As well as those on the top row that came then, Meg passed me Ali’s copy of “Sankofa” by Chibundu Onuzo, about family secrets and a return to Africa to read, I bought Rob Beckett’s memoir / consideration of British class systems “Class Act” very cheap in The Works, I introduced Matthew to the Heath Bookshop and how wonderful to just browse and not just have to search for books on my wishlist, so I went for Eniola Aluko’s “They Don’t Teach This” about her career in British football, and Robert Twigger’s “Walking the Great North Line” about a walk through the middle of Britain. Claire kindly picked up our mutual friend Sally Brooks’ novel “Four Movements” (50 years, four people, one piano) for me at her book signing. Two review books arrived, from the British Library in their Women Writers series, “War Among Ladies” by Eleanor Scott (about teachers at a girls’ school!) and “Chase of the Wild Goose” by Mary Gordon is a novelisation of the Ladies of Llangollen from new publisher Lurid Editions (not out till Feb so reading in November). Finally, my pre-order of Damian Hall’s important book about the carbon/climate effect of running, “We Can’t Run Away from This”, popped through the letterbox.

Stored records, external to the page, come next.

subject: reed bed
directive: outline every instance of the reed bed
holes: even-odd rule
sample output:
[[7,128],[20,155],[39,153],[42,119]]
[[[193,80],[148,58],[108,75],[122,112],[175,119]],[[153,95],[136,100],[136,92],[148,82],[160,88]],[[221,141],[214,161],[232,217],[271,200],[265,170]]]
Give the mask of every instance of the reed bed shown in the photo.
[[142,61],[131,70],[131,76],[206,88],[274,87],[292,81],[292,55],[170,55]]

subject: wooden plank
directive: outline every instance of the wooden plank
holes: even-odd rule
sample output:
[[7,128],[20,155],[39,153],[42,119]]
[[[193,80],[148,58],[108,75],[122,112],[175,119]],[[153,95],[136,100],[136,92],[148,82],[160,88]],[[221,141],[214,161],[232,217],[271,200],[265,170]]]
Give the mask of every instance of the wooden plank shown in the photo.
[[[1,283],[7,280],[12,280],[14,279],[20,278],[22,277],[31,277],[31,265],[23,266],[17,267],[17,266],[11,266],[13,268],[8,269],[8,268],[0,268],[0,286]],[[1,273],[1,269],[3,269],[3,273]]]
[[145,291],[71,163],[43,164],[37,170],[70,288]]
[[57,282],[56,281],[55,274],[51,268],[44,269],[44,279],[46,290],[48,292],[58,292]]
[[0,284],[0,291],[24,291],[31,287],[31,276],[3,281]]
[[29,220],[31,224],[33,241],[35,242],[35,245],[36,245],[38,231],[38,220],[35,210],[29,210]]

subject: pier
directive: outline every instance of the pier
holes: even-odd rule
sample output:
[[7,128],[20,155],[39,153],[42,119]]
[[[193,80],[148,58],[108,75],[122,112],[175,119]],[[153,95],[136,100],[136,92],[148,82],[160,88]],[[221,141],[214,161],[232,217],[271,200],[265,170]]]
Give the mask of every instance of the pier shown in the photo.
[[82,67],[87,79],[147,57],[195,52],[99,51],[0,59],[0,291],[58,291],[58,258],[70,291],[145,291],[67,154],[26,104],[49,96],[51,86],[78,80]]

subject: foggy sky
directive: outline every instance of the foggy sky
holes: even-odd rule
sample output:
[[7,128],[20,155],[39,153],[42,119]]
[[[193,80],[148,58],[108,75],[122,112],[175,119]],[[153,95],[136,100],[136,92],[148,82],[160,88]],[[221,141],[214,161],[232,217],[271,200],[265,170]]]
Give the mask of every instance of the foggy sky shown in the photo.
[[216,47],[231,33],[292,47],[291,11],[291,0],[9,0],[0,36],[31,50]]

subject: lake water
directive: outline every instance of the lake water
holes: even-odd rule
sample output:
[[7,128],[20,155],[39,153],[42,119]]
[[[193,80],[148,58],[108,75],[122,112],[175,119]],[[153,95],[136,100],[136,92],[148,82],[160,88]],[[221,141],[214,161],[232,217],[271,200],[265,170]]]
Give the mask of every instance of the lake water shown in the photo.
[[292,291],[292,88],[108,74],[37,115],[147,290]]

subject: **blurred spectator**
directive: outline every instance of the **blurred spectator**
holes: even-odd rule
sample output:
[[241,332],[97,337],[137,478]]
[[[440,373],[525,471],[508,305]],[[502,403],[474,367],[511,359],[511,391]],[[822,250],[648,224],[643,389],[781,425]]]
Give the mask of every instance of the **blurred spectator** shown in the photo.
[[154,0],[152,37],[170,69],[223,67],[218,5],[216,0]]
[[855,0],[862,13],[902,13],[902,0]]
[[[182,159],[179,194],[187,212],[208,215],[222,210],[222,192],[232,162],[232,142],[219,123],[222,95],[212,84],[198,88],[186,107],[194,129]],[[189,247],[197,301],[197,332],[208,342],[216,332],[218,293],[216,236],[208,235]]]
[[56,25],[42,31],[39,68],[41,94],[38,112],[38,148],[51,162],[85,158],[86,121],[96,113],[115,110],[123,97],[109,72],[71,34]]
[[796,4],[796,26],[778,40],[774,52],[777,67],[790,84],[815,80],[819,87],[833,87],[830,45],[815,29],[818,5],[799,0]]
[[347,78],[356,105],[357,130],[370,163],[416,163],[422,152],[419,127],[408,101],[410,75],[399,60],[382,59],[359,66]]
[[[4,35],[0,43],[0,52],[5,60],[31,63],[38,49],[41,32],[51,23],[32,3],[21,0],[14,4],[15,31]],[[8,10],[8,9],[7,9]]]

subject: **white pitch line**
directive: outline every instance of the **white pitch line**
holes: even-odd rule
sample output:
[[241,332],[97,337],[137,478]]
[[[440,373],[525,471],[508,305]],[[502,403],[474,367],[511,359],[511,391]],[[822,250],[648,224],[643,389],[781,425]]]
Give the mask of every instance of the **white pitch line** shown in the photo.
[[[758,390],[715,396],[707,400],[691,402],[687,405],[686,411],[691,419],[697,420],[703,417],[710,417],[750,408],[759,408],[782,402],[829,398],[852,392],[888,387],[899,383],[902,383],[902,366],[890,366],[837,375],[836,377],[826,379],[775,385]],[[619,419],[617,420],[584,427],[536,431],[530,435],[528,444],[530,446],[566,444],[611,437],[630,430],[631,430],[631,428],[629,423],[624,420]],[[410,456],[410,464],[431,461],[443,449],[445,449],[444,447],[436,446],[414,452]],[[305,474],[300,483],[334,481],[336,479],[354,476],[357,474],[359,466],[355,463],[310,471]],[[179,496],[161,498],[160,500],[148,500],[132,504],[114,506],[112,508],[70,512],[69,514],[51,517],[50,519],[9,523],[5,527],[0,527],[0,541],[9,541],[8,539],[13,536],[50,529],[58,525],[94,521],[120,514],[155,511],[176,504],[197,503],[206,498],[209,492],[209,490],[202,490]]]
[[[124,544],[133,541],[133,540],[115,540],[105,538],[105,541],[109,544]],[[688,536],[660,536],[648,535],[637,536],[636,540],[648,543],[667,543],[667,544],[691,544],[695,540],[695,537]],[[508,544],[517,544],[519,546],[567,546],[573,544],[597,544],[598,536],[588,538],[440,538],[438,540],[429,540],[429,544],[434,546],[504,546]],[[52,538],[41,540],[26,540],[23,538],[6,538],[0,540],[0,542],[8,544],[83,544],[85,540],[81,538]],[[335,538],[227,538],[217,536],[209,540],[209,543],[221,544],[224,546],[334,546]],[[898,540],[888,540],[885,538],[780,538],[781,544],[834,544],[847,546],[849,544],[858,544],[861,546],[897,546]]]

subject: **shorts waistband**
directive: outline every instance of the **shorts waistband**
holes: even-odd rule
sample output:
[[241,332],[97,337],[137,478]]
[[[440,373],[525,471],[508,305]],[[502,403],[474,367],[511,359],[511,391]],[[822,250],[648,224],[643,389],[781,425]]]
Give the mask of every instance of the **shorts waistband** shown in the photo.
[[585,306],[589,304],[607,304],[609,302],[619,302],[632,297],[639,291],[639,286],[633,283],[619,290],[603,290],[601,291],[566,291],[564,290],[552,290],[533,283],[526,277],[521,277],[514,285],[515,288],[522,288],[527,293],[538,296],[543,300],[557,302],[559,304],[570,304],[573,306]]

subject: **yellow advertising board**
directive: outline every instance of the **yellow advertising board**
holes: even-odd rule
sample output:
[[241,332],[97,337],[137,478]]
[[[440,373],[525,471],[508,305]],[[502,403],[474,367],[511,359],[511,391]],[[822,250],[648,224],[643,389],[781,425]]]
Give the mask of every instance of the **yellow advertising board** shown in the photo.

I won just the four NetGalley books this month:

I went looking for “Pineapple Street” by Jenny Jackson after seeing it mentioned by another blogger (who?) – it’s a saga about monied folk in Brooklyn Heights (pub April 2023). Susan Rogers and Ogi Ogos’ “This is What It Sounds Like” (Oct 2022) is about why we like the music we like. “The Things That We Lost” by Jyoti Patel (Jan 2023), winner of the 2021 #Merky Books New Writers’ Prize is about the secrets that lie in family histories, and Jessica George’s “Maame” (Jan 2023) is a debut following a young woman’s journey to independence.

So that was 11 read and 17 coming in in September – even if I have read the two short story collections, going very much in the wrong direction!

Currently reading

As well as my readalong with Emma, “Square Haunting”, I’m still reading “The Adventures of Miss Barbara Pym” and picking away at those Icelandic sagas (Matthew has granted me that I’m reading them so they are off the TBR challenge even if not finished) and Stacey Dooley’s “Women Who Fight Back”, a very engaging but often shocking read about some of the subjects of her documentaries.

Coming up

As well as the Larry McMurtry for this month, these books take me up to and through Dave Grohl’s “The Storyteller” while covering the three review books I must get to in print.

My NetGalley TBR for October covers Africans in London, why we like the music we like, a Christmas novel I might read later, a book about healing through nature and edited primary sources on Black people in Britain:

All very achievable if I didn’t have the EIGHT books from NetGalley published in September that I have yet to read! And I think there’s a Kaggsy and Stuck in a Book Year read coming up, too, for which I have an e-book languishing somewhere.

With the ones I’m currently reading (not including my readalong which will take a while), that’s 3 books to finish and 21 to read, minimum. Can I do that? Hm: no!


How was your September reading? What are you reading this month? Have you read or picked up any of my selection?